—Er ist es nicht, der vor mir spukt, das brauche ich dir wohl nicht erst zu sagen. Es ist seine Leiche, und es betrübt mich, sagen zu müssen, dass er unter aufregenden Umständen starb. Denke dir, ein junger talentvoller Mann, der ein vielversprechendes Debut in der Literatur gemacht hat, muss an einer Krankheit sterben, die sehr wenig bekannt ist, Tuberkulosis miliaris; durch die sein Körper eine solche Auflösung durchmachte, dass nichts anderes von ihm übrig bleibt, als ein Hirsesack.
—Und nun spukt seine Leiche vor dir?
—Du willst nicht begreifen, was ich meine; lassen wir die Sache——
Mit schwankender Gesundheit und einer Natur, die ebenso launenhaft wie das Aprilwetter ist, scheint mein Freund an weitvorgeschrittener Nervosität zu leiden; und als ich im Februar von ihm wegziehe, will er nach Sonnenuntergang niemals allein nach Haus gehen.

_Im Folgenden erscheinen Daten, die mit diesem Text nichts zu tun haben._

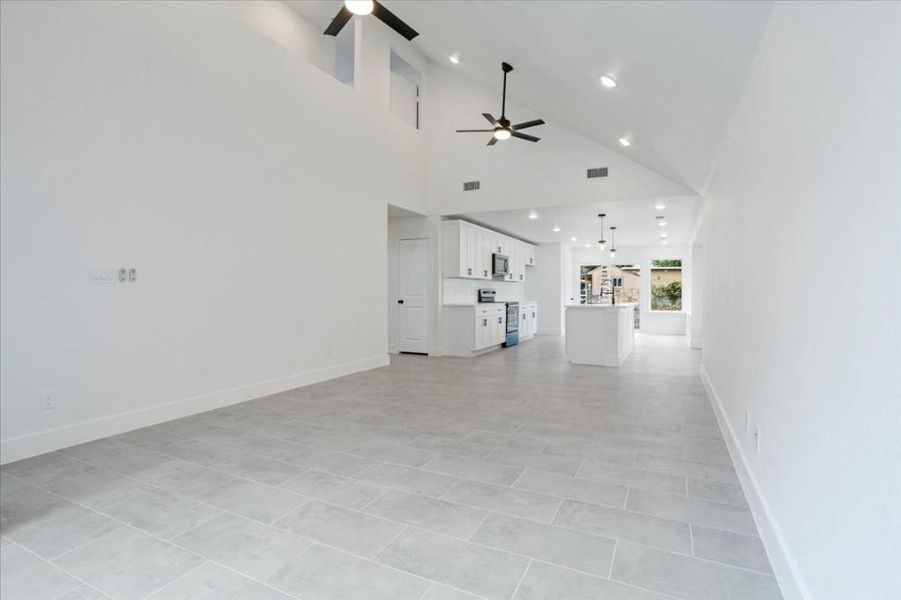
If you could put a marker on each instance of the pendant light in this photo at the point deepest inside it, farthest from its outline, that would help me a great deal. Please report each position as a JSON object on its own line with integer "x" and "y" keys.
{"x": 602, "y": 241}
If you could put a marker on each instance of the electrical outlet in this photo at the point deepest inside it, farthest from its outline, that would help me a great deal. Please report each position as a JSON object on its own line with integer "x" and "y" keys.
{"x": 48, "y": 400}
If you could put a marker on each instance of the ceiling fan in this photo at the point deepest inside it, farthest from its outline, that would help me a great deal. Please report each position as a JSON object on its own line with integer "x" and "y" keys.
{"x": 365, "y": 7}
{"x": 503, "y": 130}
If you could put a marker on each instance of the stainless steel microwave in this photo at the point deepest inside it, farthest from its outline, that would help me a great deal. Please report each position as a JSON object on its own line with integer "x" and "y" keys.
{"x": 500, "y": 265}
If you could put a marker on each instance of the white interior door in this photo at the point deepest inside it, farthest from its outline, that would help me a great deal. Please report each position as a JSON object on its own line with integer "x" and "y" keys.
{"x": 412, "y": 292}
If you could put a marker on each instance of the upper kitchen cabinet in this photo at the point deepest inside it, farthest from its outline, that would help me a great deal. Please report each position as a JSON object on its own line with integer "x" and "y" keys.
{"x": 469, "y": 250}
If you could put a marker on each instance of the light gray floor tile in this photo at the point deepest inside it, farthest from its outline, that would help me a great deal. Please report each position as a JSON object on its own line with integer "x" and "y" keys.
{"x": 258, "y": 468}
{"x": 444, "y": 592}
{"x": 689, "y": 468}
{"x": 730, "y": 548}
{"x": 18, "y": 497}
{"x": 96, "y": 487}
{"x": 624, "y": 525}
{"x": 646, "y": 480}
{"x": 459, "y": 448}
{"x": 84, "y": 593}
{"x": 185, "y": 478}
{"x": 200, "y": 452}
{"x": 128, "y": 564}
{"x": 567, "y": 547}
{"x": 577, "y": 488}
{"x": 550, "y": 582}
{"x": 407, "y": 478}
{"x": 58, "y": 528}
{"x": 333, "y": 488}
{"x": 465, "y": 566}
{"x": 476, "y": 470}
{"x": 253, "y": 500}
{"x": 535, "y": 460}
{"x": 688, "y": 577}
{"x": 328, "y": 574}
{"x": 410, "y": 457}
{"x": 162, "y": 513}
{"x": 213, "y": 582}
{"x": 349, "y": 530}
{"x": 27, "y": 577}
{"x": 716, "y": 491}
{"x": 429, "y": 513}
{"x": 255, "y": 549}
{"x": 521, "y": 503}
{"x": 695, "y": 510}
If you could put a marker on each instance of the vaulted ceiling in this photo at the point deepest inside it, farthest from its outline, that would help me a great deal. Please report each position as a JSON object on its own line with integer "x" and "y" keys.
{"x": 680, "y": 66}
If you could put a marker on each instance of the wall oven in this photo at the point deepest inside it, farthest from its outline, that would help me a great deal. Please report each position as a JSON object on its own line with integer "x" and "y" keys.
{"x": 500, "y": 266}
{"x": 512, "y": 337}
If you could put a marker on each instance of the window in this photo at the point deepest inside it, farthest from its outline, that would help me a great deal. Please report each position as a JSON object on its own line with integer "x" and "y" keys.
{"x": 666, "y": 285}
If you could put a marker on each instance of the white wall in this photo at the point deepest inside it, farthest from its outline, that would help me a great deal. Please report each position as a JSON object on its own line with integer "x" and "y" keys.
{"x": 652, "y": 321}
{"x": 802, "y": 240}
{"x": 519, "y": 174}
{"x": 241, "y": 181}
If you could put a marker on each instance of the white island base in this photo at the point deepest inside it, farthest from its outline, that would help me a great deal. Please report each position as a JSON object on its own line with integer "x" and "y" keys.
{"x": 599, "y": 334}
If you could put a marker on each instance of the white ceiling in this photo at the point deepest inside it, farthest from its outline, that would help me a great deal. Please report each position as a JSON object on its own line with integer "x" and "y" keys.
{"x": 680, "y": 66}
{"x": 635, "y": 222}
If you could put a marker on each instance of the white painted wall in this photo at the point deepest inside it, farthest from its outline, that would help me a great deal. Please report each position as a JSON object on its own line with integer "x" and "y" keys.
{"x": 802, "y": 322}
{"x": 519, "y": 174}
{"x": 175, "y": 138}
{"x": 652, "y": 321}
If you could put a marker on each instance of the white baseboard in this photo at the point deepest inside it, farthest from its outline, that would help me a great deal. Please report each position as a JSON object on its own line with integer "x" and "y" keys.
{"x": 784, "y": 567}
{"x": 33, "y": 444}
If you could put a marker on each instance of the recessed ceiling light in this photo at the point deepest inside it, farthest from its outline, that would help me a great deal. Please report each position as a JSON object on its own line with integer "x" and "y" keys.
{"x": 359, "y": 7}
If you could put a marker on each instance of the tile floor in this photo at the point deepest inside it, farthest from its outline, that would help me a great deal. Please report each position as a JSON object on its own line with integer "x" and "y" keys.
{"x": 513, "y": 475}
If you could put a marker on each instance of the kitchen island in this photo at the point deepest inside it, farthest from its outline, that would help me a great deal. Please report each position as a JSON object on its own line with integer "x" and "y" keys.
{"x": 599, "y": 334}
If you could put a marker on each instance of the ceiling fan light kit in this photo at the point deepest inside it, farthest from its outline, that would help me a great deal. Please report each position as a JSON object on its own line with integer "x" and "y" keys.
{"x": 502, "y": 128}
{"x": 366, "y": 7}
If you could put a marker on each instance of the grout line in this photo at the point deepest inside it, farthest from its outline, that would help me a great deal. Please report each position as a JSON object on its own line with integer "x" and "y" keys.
{"x": 612, "y": 559}
{"x": 521, "y": 579}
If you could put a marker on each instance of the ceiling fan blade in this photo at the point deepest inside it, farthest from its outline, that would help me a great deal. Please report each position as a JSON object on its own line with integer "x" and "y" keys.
{"x": 523, "y": 136}
{"x": 491, "y": 119}
{"x": 528, "y": 124}
{"x": 393, "y": 21}
{"x": 338, "y": 22}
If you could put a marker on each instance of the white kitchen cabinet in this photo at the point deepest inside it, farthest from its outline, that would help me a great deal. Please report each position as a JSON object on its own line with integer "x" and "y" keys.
{"x": 474, "y": 329}
{"x": 468, "y": 250}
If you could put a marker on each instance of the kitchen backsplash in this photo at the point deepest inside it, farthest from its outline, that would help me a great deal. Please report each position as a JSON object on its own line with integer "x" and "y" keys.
{"x": 465, "y": 291}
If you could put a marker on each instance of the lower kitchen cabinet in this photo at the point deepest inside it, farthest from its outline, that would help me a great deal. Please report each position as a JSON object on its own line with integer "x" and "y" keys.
{"x": 474, "y": 329}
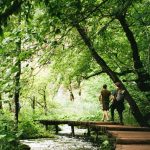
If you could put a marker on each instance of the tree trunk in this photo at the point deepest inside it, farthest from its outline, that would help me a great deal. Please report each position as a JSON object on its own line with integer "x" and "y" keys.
{"x": 71, "y": 93}
{"x": 143, "y": 81}
{"x": 17, "y": 78}
{"x": 1, "y": 104}
{"x": 135, "y": 110}
{"x": 17, "y": 91}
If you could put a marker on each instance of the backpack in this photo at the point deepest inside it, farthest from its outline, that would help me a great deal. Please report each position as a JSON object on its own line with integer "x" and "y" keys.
{"x": 120, "y": 95}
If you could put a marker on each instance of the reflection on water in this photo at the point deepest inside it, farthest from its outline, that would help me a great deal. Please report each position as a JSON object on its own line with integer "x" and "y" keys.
{"x": 61, "y": 142}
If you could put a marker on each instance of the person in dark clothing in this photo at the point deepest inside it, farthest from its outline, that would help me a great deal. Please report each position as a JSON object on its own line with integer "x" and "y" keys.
{"x": 118, "y": 102}
{"x": 104, "y": 99}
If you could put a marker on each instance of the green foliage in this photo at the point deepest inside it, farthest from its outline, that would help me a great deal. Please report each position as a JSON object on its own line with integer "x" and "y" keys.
{"x": 9, "y": 137}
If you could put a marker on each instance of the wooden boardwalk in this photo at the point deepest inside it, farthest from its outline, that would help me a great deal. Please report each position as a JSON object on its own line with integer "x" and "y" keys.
{"x": 124, "y": 137}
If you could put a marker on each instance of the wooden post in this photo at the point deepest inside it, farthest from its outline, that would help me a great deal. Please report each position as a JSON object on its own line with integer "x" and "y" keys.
{"x": 89, "y": 131}
{"x": 72, "y": 130}
{"x": 56, "y": 128}
{"x": 46, "y": 127}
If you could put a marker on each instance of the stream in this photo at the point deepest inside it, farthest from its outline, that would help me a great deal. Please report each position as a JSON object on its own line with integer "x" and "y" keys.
{"x": 62, "y": 142}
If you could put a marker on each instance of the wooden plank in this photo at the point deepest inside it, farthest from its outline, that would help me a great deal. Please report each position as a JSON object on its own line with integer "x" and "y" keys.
{"x": 131, "y": 137}
{"x": 132, "y": 147}
{"x": 124, "y": 128}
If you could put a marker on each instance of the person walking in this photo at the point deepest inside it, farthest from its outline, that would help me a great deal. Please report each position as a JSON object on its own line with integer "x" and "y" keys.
{"x": 104, "y": 99}
{"x": 118, "y": 96}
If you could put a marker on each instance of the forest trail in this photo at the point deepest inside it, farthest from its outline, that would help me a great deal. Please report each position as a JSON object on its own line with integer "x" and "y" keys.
{"x": 124, "y": 137}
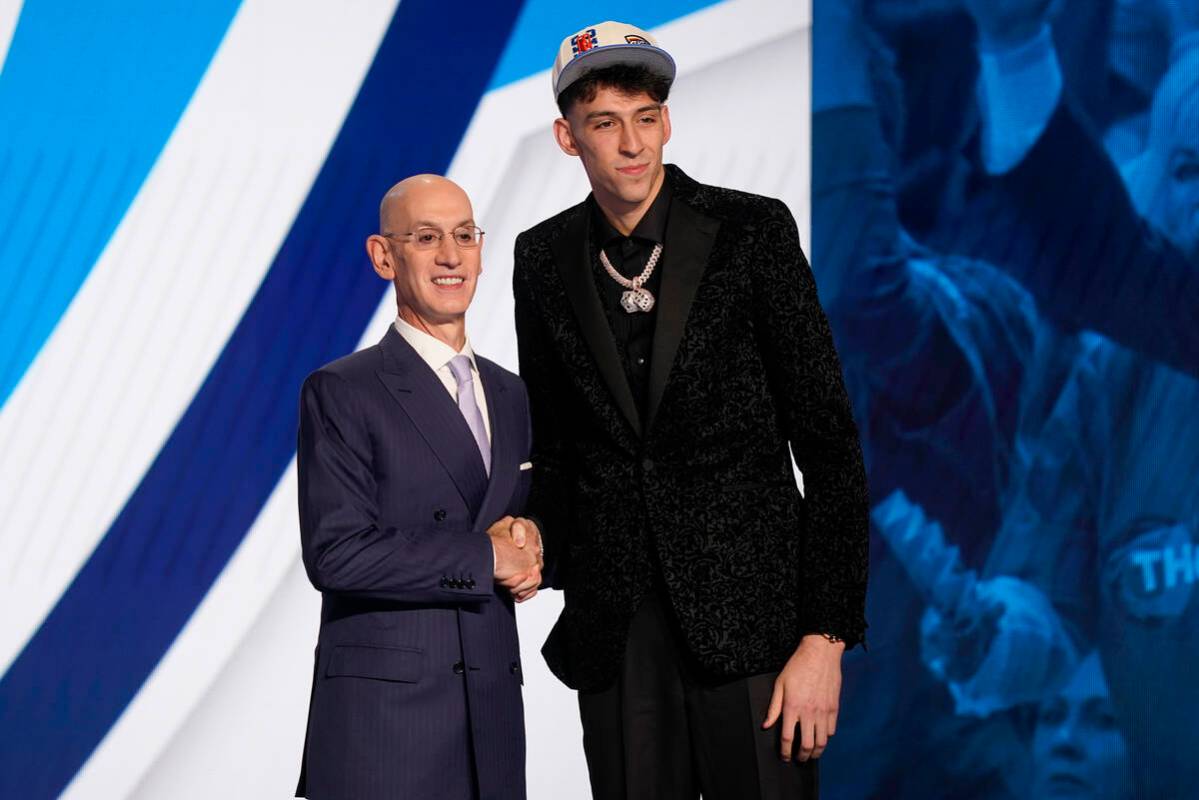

Da trifft ihn ein Missgeschick von wesentlich ökonomischer Art; ein Prozess soll angestrengt werden, und wir fürchten, dass er sich das Leben nehmen wird, nach gewissen Äusserungen zu urteilen, die er von Zeit zu Zeit fallen lässt!
Neuverlobt, wie er ist, sieht er der Zukunft mit recht düsteren Aussichten entgegen. Aber satt gegen die Widerwärtigkeiten zu reagieren, unternimmt er eine Erholungsreise, um die Sorgen zu betäuben; und nach seiner Rückkehr versammelt er die Kameraden um sich und gibt Festessen. Mitten im Feiern gerät sein Körper in Unordnung, ihm wird verordnet, sich zu Bett zu legen, und er kann nicht darin bleiben infolge einer Diarrhöe, die zwei ganze Tage dauert.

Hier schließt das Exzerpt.